What President Ford later referred to as "our long national nightmare" was not a few isolated incidents relating to the 1972 reelection campaign. Rather it was an integral part of the White House political operation from the very first days of Nixon's presidency. The White House in 1969 compiled an "enemies list" containing the names of two hundred people it viewed as political opponents, including politicians, actors, university presidents, and other well-known figures. There was a "shortlist" targeted for immediate political retribution. Background investigations were conducted by White House operatives to find "dirt" that could be leaked to newspapers. Targets of these investigations included Senator Edward Kennedy of Massachusetts and Democratic Speaker of the House Carl Albert. At a meeting of White House staffers on 7 September 1972, Nixon went so far as to order one or two "spies" to be included in the Secret Service detail assigned to Edward Kennedy, believing that if they got lucky and could catch him with a woman companion, it would "ruin him for '76." (There is no evidence that the order was ever carried out.)
The White House used government agencies to harass its opponents. The special services staff of the Internal Revenue Service (IRS) was ordered to conduct audits of organizations opposed to Nixon's policies, and did so until the practice was discontinued by Treasury Secretary George Shultz. The CIA's Special Operations Group conducted "Operation Chaos," which involved spying on New Left and black militant organizations. The Secret Service files on persons who are threats to the president ordinarily include deranged people who threaten the president's life, but during the Nixon administration the files ballooned to forty-seven thousand names, including political opponents. On 28 May 1971, Nixon ordered chief of staff H. R. Haldeman to use wiretaps against leading Democrats, including Kennedy, Edmund S. Muskie, and Hubert Humphrey. "Keep after 'em," he told Haldeman. "Maybe we can get a scandal on any, any of the leading Democrats."

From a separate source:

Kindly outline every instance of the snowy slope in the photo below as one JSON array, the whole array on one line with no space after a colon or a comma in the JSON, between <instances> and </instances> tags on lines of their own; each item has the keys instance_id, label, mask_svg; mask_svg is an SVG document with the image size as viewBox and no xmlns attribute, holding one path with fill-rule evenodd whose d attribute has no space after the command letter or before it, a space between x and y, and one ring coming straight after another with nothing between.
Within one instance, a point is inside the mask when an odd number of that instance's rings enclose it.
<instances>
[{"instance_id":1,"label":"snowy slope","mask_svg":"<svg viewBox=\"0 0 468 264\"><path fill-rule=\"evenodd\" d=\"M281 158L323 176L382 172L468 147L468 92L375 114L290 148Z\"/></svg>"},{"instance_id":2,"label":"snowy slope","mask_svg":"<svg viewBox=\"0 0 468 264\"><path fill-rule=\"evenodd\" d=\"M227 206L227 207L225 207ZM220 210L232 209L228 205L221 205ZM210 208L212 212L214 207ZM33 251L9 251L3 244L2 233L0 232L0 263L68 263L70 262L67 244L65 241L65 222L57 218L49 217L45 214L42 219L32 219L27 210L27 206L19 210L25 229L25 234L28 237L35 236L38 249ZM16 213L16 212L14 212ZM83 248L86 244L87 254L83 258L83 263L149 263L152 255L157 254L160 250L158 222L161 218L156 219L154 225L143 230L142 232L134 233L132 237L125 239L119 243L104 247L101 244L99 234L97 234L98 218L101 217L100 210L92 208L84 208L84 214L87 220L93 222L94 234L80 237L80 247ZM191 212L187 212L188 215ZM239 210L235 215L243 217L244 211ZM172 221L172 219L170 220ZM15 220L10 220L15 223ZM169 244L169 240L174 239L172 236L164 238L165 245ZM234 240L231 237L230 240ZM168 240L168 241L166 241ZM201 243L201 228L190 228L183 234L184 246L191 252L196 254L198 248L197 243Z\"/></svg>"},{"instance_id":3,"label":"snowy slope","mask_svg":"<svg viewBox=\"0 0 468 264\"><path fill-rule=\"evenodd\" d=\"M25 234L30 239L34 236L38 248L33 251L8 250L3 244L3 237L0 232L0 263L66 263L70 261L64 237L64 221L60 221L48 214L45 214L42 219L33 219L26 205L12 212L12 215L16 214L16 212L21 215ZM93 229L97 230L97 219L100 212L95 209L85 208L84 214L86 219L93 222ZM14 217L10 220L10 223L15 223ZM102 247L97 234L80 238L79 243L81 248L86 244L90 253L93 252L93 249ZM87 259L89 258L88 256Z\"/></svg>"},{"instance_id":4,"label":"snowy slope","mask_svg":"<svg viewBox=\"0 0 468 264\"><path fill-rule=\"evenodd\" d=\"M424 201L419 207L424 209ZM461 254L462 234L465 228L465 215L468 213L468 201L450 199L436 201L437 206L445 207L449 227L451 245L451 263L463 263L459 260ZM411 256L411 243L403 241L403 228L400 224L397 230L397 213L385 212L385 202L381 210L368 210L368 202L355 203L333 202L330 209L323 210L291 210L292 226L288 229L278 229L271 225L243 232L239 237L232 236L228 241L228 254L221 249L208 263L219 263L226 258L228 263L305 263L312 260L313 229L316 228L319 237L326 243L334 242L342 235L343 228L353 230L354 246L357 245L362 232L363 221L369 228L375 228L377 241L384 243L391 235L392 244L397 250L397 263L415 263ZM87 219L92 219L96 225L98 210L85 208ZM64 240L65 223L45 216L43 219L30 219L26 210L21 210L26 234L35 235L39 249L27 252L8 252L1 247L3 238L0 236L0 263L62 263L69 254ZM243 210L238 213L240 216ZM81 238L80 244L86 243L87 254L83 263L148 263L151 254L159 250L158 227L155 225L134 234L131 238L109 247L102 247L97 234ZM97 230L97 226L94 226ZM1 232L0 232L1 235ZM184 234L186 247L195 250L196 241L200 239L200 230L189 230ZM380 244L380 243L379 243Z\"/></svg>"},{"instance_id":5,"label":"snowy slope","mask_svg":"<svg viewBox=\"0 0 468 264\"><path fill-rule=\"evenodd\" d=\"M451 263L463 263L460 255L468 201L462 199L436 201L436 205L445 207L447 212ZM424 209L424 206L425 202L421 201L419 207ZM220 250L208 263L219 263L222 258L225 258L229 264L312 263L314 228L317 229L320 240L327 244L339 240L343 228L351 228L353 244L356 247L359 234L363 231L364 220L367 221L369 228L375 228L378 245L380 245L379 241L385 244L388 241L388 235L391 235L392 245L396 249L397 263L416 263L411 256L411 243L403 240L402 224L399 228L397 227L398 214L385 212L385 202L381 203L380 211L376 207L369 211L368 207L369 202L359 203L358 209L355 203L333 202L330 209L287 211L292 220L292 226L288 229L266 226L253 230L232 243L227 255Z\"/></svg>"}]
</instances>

The Federal Bureau of Investigation (FBI), acting on presidential orders, wiretapped people without obtaining judicial warrants, including people in sensitive government positions. Kissinger himself ordered taps placed on staffers he thought were leaking classified information to the press. Then other officials ordered taps on each other, as factions within the White House attempted to discredit others. Attorney General John Mitchell had the FBI tap John Sears, his competitor as campaign adviser to the president. Alexander Haig ordered a tap on speechwriter William Safire. The Joint Chiefs of Staff used a navy ensign assigned to the NSC's communications section to spy on Henry Kissinger, who had his own tap on a defense department official close to Secretary of Defense Laird. Taps placed on Morton Halperin and Anthony Lake were used to gather information on the Muskie candidacy, since these former NSC officials were advisers to his campaign. Altogether seventeen FBI taps on government officials or newsmen were uncovered: seven on NSC staffers, three on White House aides, one on a Defense Department official, two on State Department officials, and four on newsmen.

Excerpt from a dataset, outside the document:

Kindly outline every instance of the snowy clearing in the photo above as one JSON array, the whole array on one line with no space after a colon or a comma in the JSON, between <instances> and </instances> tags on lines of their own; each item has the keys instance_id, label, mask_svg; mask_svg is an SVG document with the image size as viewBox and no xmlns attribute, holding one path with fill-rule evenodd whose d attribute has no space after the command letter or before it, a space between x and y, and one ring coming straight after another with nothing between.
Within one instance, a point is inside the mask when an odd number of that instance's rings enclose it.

The White House Special Investigations Unit, directed by Egil Krogh and David Young, hired a group of "Plumbers" to conduct special assignments. Howard Hunt, one of their operatives, conducted an investigation of Edward Kennedy, hoping to obtain damaging information about the accident at Chap-paquiddick in which Kennedy drove his car off a bridge and a young female passenger drowned. Hunt also forged State Department cables to make it appear that President Kennedy had been directly involved in the assassination of President Diem of South Vietnam in 1963, and attempted to peddle them to Life magazine.
Hunt also organized an operation, ordered by John Ehrlichman, a presidential aide, to obtain damaging information on Daniel Ellsberg, a critic of the Vietnam War. In June 1971, Ellsberg had given the New York Times copies of a history of the Vietnam War that had been commissioned by the Pentagon. The "Pentagon Papers" related to the Eisenhower, Kennedy, and Johnson years, but Kissinger persuaded Nixon that the credibility of American statecraft was at stake; other nations would not trust the United States to keep its secrets or protect its allies. He argued that publication of the papers must be stopped. The government won a temporary injunction in federal district court against the Times, barring further publication—the first time such an order had been issued in American history—but other papers then printed their copies. The ban was lifted and in the Pentagon Papers case the Supreme Court rejected the use of a preliminary injunction as a violation of the First Amendment.
Ellsberg was targeted for retribution. The Plumb-ers believed, on the basis of a wiretap of his conversations with Morton Halperin, that Ellsberg used drugs and had an unorthodox sex life. They then burglarized the offices of his psychiatrist, Dr. Lewis Fielding, to obtain confidential transcripts or notes of their conversations. Ehrlichman decided that no more of these operations would be conducted, and shortly thereafter the Plumbers unit was disbanded, although other operations continued.